Liv2Cod wrote:
borgednow wrote:
If the broadcasters are intentionally trying to screw up recordings, that means they are also screwing up vcr recordings too. That could end up damaging their network's popularity. I hope broadcasters aren't counting on only the folks who sit there and watch a broadcast as it happens. Their market will evaporate.
I think their attitude is that people recording the shows for later viewing will likely skip the commercials. And the networks don't give a hoot about viewers who don't watch their commercials. So, they are fine with damaging their popularity with "us" -- the people who watch their content but not their ads.
The sad thing about this, for broadcasters, is that the percentage of the population that watches "pure" tv (live tv with all commercials) is decreasing.
Between the tivo and replay users, the mythtv folks, and the cable and satellite companies pushing their own boxes, the available of pure tv watchers is on a downward accelerating slope.
When they add delays to shows, it adversely impacts pure tv watchers even more so than the rest of us. Sure, if we don't know about an upcoming delay, we could lose part of a show, but how irritating is it to be watching to the end of a live tv show, switch channels, and discover that ALL the other programs have been in progress for 10 minutes?
Personally, one of the things that pushed me to using a vcr is the highly irritating habit of broadcasters to mangle the schedule willy nilly.

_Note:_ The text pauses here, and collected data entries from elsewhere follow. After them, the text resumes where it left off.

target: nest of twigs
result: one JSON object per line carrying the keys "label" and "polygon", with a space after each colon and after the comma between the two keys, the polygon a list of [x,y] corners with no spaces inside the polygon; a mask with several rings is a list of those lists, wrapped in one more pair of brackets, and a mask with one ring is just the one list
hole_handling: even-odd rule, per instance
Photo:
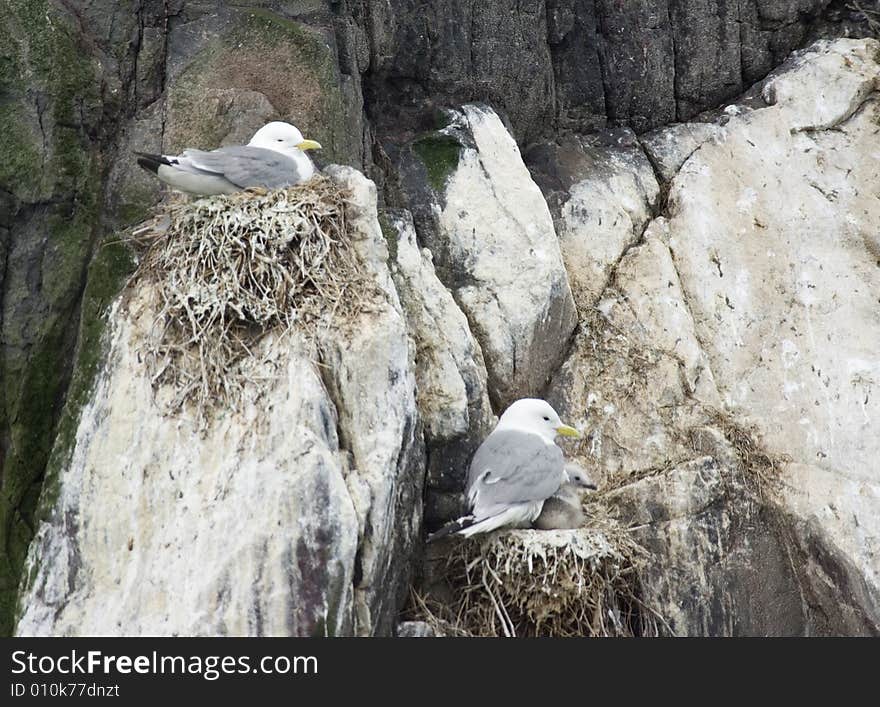
{"label": "nest of twigs", "polygon": [[154,387],[173,391],[172,410],[192,403],[204,419],[234,407],[253,383],[241,364],[259,363],[266,334],[313,335],[358,311],[368,278],[346,229],[347,196],[319,177],[178,202],[141,229],[138,277],[158,298],[146,360]]}
{"label": "nest of twigs", "polygon": [[434,572],[450,599],[413,593],[413,618],[445,636],[655,636],[640,599],[644,550],[613,518],[576,530],[452,540]]}

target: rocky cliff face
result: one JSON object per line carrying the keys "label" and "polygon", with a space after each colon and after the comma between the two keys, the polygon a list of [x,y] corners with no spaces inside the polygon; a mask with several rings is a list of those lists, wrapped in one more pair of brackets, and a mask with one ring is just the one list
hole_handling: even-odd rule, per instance
{"label": "rocky cliff face", "polygon": [[[590,431],[572,451],[638,526],[675,631],[877,631],[877,46],[818,45],[760,81],[816,34],[864,32],[842,4],[0,13],[5,630],[18,606],[22,633],[387,633],[423,481],[426,521],[454,513],[493,412],[546,393]],[[134,439],[138,299],[110,309],[133,266],[115,229],[160,196],[129,151],[238,142],[271,118],[377,183],[345,177],[365,247],[388,249],[381,321],[273,399],[315,440],[295,478],[271,469],[299,442],[271,424],[251,439],[253,410],[204,447],[159,418]],[[295,342],[278,355],[302,368]],[[114,445],[134,451],[110,465]],[[262,451],[235,456],[247,445]],[[761,459],[783,480],[763,495]],[[211,572],[181,599],[190,554]]]}
{"label": "rocky cliff face", "polygon": [[156,403],[143,350],[157,298],[139,281],[110,314],[105,363],[53,480],[20,633],[391,630],[421,528],[412,354],[375,188],[333,174],[380,285],[369,310],[320,351],[295,334],[264,339],[251,375],[278,383],[203,432]]}
{"label": "rocky cliff face", "polygon": [[[607,478],[637,479],[614,494],[653,550],[678,632],[877,630],[864,505],[877,478],[876,49],[817,45],[724,125],[642,139],[668,195],[621,239],[590,293],[599,316],[552,386],[560,408],[586,413]],[[569,230],[578,184],[559,208]],[[644,199],[633,184],[619,202],[627,192]],[[732,425],[782,473],[758,499],[741,487],[767,460]]]}
{"label": "rocky cliff face", "polygon": [[[778,66],[828,0],[365,3],[370,115],[418,126],[424,108],[487,100],[517,135],[645,130],[689,120]],[[378,109],[378,110],[376,110]]]}

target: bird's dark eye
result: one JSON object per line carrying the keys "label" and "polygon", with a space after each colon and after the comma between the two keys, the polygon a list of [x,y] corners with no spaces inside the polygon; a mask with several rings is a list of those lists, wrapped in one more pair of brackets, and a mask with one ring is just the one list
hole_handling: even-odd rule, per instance
{"label": "bird's dark eye", "polygon": [[544,419],[545,419],[547,422],[550,422],[550,418],[547,417],[546,415],[544,415]]}
{"label": "bird's dark eye", "polygon": [[283,137],[278,138],[278,142],[284,142],[284,138]]}

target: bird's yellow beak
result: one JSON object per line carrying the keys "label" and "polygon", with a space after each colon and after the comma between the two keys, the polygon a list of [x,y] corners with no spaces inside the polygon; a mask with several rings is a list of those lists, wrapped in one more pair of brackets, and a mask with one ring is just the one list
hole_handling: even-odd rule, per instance
{"label": "bird's yellow beak", "polygon": [[556,434],[560,437],[580,437],[581,433],[578,432],[574,427],[569,427],[568,425],[562,425],[562,427],[556,428]]}
{"label": "bird's yellow beak", "polygon": [[297,145],[300,150],[320,150],[321,143],[314,140],[303,140]]}

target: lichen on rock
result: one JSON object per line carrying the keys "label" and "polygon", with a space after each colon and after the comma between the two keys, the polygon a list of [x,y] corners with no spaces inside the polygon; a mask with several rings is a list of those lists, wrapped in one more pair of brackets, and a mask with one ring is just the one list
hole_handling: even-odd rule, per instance
{"label": "lichen on rock", "polygon": [[4,3],[0,27],[0,220],[9,224],[0,275],[0,634],[6,634],[100,233],[95,132],[102,106],[98,67],[57,6]]}
{"label": "lichen on rock", "polygon": [[359,164],[360,128],[327,39],[260,8],[236,17],[172,77],[166,151],[241,144],[280,119],[318,140],[327,161]]}

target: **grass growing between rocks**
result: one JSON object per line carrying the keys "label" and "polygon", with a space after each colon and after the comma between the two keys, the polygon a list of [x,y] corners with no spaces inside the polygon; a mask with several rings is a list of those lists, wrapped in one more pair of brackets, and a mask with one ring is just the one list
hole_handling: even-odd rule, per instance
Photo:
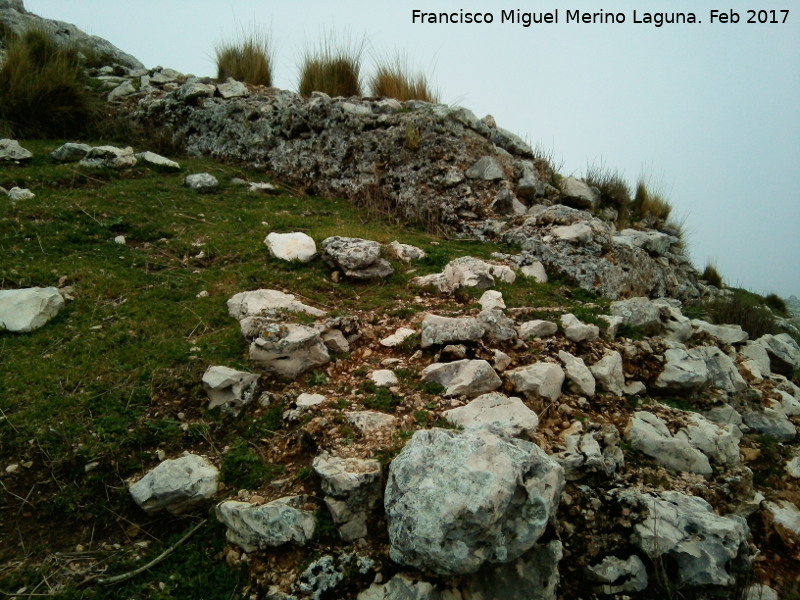
{"label": "grass growing between rocks", "polygon": [[300,65],[299,92],[324,92],[332,97],[361,96],[363,42],[337,41],[329,34],[316,50],[306,51]]}
{"label": "grass growing between rocks", "polygon": [[254,85],[272,85],[272,50],[264,35],[252,34],[233,43],[223,43],[214,49],[217,79],[233,77]]}
{"label": "grass growing between rocks", "polygon": [[[0,574],[4,592],[25,587],[39,593],[41,588],[34,590],[49,577],[48,561],[56,551],[81,546],[116,556],[113,544],[120,544],[125,551],[119,571],[125,571],[137,543],[148,542],[148,555],[150,549],[158,554],[168,547],[169,536],[185,531],[186,520],[148,517],[127,491],[128,482],[154,467],[159,456],[174,458],[184,451],[209,456],[222,466],[223,497],[270,478],[295,481],[308,468],[310,458],[302,452],[286,464],[267,456],[270,448],[293,439],[283,410],[305,391],[306,379],[311,387],[327,386],[328,394],[339,390],[341,395],[333,396],[338,404],[332,406],[346,410],[348,393],[360,383],[356,367],[366,373],[377,363],[342,357],[353,373],[351,383],[312,373],[293,384],[288,396],[286,382],[264,376],[262,387],[275,395],[270,404],[248,407],[238,419],[209,412],[201,385],[207,367],[253,370],[247,343],[227,313],[228,298],[273,288],[334,316],[357,314],[362,322],[389,319],[400,326],[429,309],[418,302],[420,296],[441,313],[472,310],[480,296],[475,291],[457,298],[421,293],[409,287],[412,277],[438,272],[459,256],[490,258],[498,250],[513,250],[442,240],[367,219],[344,201],[254,194],[230,180],[263,181],[261,174],[207,160],[181,158],[181,173],[58,165],[49,152],[60,144],[23,141],[34,153],[31,163],[0,174],[0,186],[27,187],[36,194],[24,202],[0,203],[0,288],[59,286],[74,298],[42,329],[0,333],[0,512],[10,516],[0,519],[0,561],[19,565]],[[220,180],[219,193],[198,195],[183,186],[187,173],[203,171]],[[271,231],[304,231],[318,244],[332,235],[397,239],[428,256],[412,266],[393,261],[395,274],[379,283],[337,284],[319,259],[297,265],[271,258],[263,244]],[[125,237],[125,245],[114,242],[117,236]],[[520,277],[497,289],[509,308],[581,307],[588,311],[582,318],[588,318],[605,306],[557,280],[541,285]],[[410,356],[415,350],[399,352]],[[427,389],[413,375],[401,387],[404,394],[432,402],[431,407],[441,392]],[[364,399],[387,412],[403,401],[381,390],[370,390]],[[431,412],[425,422],[438,423],[436,416]],[[357,437],[353,434],[356,442]],[[305,479],[297,481],[307,485]],[[216,545],[198,541],[203,531],[215,532]],[[213,550],[222,547],[224,536],[212,525],[197,535],[162,566],[112,588],[117,597],[122,591],[124,597],[182,598],[204,586],[230,597],[244,581],[220,564],[219,550]],[[31,566],[33,571],[25,570]],[[177,580],[164,575],[167,568],[179,573]],[[70,586],[76,578],[65,581],[63,597],[104,597],[105,588],[75,591]]]}

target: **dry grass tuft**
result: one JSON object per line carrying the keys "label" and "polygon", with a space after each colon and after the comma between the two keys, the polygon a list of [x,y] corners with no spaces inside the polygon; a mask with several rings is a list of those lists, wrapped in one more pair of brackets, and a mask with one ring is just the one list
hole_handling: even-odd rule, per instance
{"label": "dry grass tuft", "polygon": [[253,85],[272,86],[272,49],[266,36],[250,34],[233,44],[215,48],[217,79],[233,77]]}
{"label": "dry grass tuft", "polygon": [[428,84],[425,75],[410,74],[407,62],[395,58],[388,64],[382,64],[369,82],[370,93],[381,98],[406,100],[422,100],[437,104],[439,95]]}
{"label": "dry grass tuft", "polygon": [[302,96],[361,96],[361,56],[364,44],[343,43],[328,35],[315,51],[307,51],[300,68]]}

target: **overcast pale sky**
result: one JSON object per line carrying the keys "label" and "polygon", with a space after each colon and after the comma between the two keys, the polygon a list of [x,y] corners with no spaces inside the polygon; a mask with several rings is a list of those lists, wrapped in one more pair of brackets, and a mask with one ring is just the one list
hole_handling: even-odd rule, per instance
{"label": "overcast pale sky", "polygon": [[[427,5],[427,8],[425,6]],[[443,102],[492,114],[583,175],[603,163],[633,185],[659,182],[685,219],[702,269],[730,285],[800,296],[800,6],[793,0],[605,3],[625,23],[566,23],[585,0],[25,0],[148,67],[214,75],[214,46],[271,34],[275,85],[296,89],[299,58],[331,30],[367,40],[372,56],[404,53]],[[491,12],[491,24],[414,24],[412,10]],[[503,10],[558,24],[501,23]],[[711,22],[711,9],[738,23]],[[776,9],[778,23],[747,23]],[[781,9],[789,10],[785,22]],[[655,27],[645,12],[694,12],[700,23]]]}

If I couldn't rely on a prime time show scheduled at 7pm to start at 7pm, I'd just have to record it and watch it the next day, fast forwarding it to where it did start.
There's very few things that broadcasters can do to discourage pvr owners that doesn't also discourage pure tv watchers. The might not care right now, but pvrs themselves partly own their reason for existing to frustrating with broadcasters. They'd better care, especially now that product placement has become so prevalent.